Изменить стиль страницы

– Хм, допустят... Да я, может, царю-батюшке-т кажинный день шаровары да рубахи латаю.

– Ах ты, бабья дочь, теткина племянница! – грохнули бурлаки. – Да нешто ампираторы в латаном ходят?

– А вот и ходют... Пираторы – не знаю, а наш – бережливый. Меня батюшка-т в лесу подобрал, – неожиданно сообщила она. – Я по миру в куски ходила, христарадничала, а он меня, сироту, взял. На его коне я и ехала попервоначалу.

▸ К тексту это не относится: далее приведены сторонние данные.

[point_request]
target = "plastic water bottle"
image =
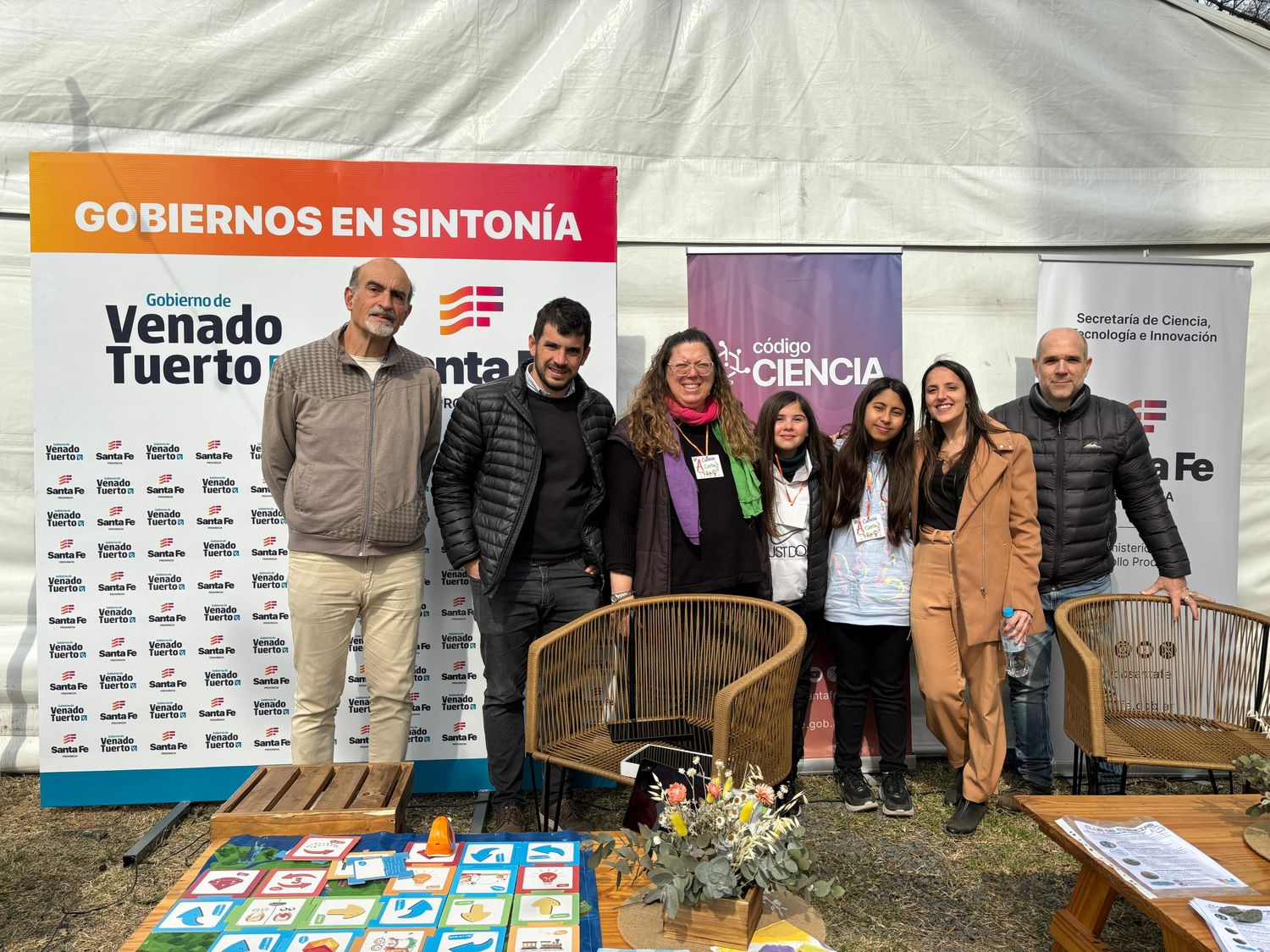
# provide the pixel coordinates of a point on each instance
(1016, 654)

– А не врешь, сопатая? Больно нужны ему сироты!

– А вот и нужны!.. Ненила, стряпуха батюшкина, сказывала: он всех на свете сирот привечает; сиротский царь, говорит, потому што...

Неумолчно болтая, раскрасневшись от явного внимания к себе всей артели, Акулька потянулась к своему узелку, достала из него иглу с ниткой и принялась зашивать бородачу разорванный рукав рубахи.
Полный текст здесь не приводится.